The charger 201 in the base unit 20 is a circuit for charging the secondary battery 107 in the core unit 10. In the present embodiment, the base unit 20 and the core unit 10 are provided with electrical contacts (not shown). When the core unit 10 is attached to the attachment portion 21 of the base unit 20, the charger 201, the charge control portion 108, Are electrically connected and charging is started. In this embodiment, a contact charging charger is used, but a non-contact charging (wireless charging) charger using electromagnetic induction or the like may be used. The power supply circuit 202 is a circuit that converts AC power input from a commercial power supply into DC power having a desired voltage. The notification unit 203 is a sound source (buzzer) for an alarm alarm that is one function of the sleep meter.

(how to use)
The life logger 1 is a hybrid type life logger that can be used as a wearable type (portable type) activity meter and can also be used as a stationary sleep meter. When used as an activity meter, as shown in FIG. 3A, the core unit 10 alone is mounted in an upper body pocket or the like. On the other hand, when using as a sleep meter, as shown in FIG. 3B, the core unit 10 is attached to the base unit 20 and placed on the bedside (bedding such as a mattress or mattress) with the bottom surface of the base unit 20 facing down. use. At this time, if the power plug of the base unit 20 is plugged in, the secondary battery 107 of the core unit 10 is charged while operating as a sleep meter.

(Measurement mode)
The control circuit 102 operates in the “activity measurement mode” when the core unit 10 is detached from the base unit 20 (use state in FIG. 3A). The activity measurement mode is a mode in which the user's body movement (body movement) is detected from the output signal of the sensor 101, and the user's activity state based on the detected body movement is recorded as a life log. For example, the control circuit 102 counts the number of steps, estimates the walking speed and exercise intensity, estimates the up and down stairs from the acceleration signal waveforms in the X-axis direction, the Y-axis direction, and the Z-axis direction.
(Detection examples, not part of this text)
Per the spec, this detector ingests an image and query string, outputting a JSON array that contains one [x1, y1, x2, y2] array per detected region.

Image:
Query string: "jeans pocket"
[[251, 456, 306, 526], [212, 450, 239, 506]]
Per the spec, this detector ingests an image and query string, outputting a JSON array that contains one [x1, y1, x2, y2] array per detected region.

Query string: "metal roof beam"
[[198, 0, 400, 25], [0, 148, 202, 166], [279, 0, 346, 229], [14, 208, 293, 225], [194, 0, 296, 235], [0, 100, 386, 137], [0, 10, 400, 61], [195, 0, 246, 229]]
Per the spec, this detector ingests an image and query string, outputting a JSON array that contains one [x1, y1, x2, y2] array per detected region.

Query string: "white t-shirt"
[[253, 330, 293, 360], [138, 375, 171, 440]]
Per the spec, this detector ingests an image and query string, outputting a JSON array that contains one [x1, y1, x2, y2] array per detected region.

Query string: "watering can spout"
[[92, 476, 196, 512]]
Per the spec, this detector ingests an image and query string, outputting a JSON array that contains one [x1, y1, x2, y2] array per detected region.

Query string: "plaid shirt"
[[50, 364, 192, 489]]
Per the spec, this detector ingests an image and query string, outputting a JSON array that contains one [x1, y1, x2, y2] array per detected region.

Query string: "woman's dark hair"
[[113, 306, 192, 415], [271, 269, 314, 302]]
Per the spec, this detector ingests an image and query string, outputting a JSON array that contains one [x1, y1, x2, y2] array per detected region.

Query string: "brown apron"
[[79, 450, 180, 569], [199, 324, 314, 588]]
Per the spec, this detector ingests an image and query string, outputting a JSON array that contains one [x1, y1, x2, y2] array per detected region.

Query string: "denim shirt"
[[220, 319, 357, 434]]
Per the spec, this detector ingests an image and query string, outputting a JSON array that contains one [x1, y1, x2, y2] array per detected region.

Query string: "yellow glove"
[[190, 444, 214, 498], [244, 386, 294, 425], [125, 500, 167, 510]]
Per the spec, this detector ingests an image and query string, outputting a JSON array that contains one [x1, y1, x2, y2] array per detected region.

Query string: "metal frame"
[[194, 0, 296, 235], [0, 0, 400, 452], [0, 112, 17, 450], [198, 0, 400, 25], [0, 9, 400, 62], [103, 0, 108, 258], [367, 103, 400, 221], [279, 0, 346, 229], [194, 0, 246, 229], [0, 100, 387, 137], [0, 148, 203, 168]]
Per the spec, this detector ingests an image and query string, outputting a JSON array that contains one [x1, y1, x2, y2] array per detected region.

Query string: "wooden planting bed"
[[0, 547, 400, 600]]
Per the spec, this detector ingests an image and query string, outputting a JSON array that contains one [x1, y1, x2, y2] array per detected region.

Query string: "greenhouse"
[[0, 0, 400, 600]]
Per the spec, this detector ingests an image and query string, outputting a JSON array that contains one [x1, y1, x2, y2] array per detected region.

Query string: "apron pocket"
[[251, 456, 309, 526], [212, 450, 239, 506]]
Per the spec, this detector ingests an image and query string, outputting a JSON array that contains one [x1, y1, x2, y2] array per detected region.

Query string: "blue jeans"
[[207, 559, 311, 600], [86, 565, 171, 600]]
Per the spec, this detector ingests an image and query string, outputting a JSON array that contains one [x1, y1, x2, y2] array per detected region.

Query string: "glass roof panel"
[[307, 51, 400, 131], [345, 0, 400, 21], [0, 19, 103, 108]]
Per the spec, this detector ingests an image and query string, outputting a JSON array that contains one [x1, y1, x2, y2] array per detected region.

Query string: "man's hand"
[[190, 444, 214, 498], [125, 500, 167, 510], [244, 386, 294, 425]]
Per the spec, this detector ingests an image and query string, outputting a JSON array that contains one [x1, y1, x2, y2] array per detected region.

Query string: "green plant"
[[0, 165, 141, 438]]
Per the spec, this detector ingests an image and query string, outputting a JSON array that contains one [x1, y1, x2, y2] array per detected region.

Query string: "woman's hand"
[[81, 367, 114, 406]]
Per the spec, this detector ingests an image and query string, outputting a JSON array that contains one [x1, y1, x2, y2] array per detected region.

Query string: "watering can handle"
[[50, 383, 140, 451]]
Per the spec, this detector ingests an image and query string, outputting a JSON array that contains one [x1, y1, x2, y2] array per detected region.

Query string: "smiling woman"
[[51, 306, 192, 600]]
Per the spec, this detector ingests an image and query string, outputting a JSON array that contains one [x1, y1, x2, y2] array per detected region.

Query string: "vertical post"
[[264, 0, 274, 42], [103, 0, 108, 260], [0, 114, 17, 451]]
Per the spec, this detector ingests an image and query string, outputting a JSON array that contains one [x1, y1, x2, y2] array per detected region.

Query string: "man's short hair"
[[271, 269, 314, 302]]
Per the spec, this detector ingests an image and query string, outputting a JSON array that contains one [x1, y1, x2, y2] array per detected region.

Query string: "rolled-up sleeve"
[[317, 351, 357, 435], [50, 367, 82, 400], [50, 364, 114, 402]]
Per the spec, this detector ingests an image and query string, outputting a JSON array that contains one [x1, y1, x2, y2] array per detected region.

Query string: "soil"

Data such as the number of steps taken, the number of steps going up the stairs, the amount of activity (METs), the calorie consumption, and the distance is recorded in the memory as a life log.

  On the other hand, when the core unit 10 is attached to the base unit 20 (use state of FIG. 3B), the control circuit 102 operates in the “sleep measurement mode”. The sleep measurement mode is a mode in which the movement of the bedding is detected from the output signal of the sensor 101 and the sleep state of the user based on the detected movement of the bedding is recorded as a life log. For example, the control circuit 102 detects the movement of the user during sleep from the movement of the bedding appearing in the waveform of the acceleration signal in the X-axis direction, the Y-axis direction, and the Z-axis direction, and the presence / absence and frequency of the movement and the depth of sleep. Etc. is recorded in the memory as a life log.

  The control circuit 102 may switch the operation setting of the sensor 101 according to the measurement mode. For example, in the case of the activity measurement mode, the sampling period of the sensor 101 is relatively small (for example, from 10 Hz), the measurement range is relatively wide (for example, ± 4 G), and in the case of the sleep measurement mode, the sampling period is relatively The measurement range is preferably large (for example, 1 to 10 Hz) and the measurement range is relatively narrow (for example, ± 2 G). Thereby, in the activity measurement mode, it is possible to accurately detect the waveform change of the acceleration signal due to intense body movement such as exercise, and in one sleep measurement mode, the resolution of the sensor 101 is increased, so that a small movement of the bedding is also possible. It can be detected accurately.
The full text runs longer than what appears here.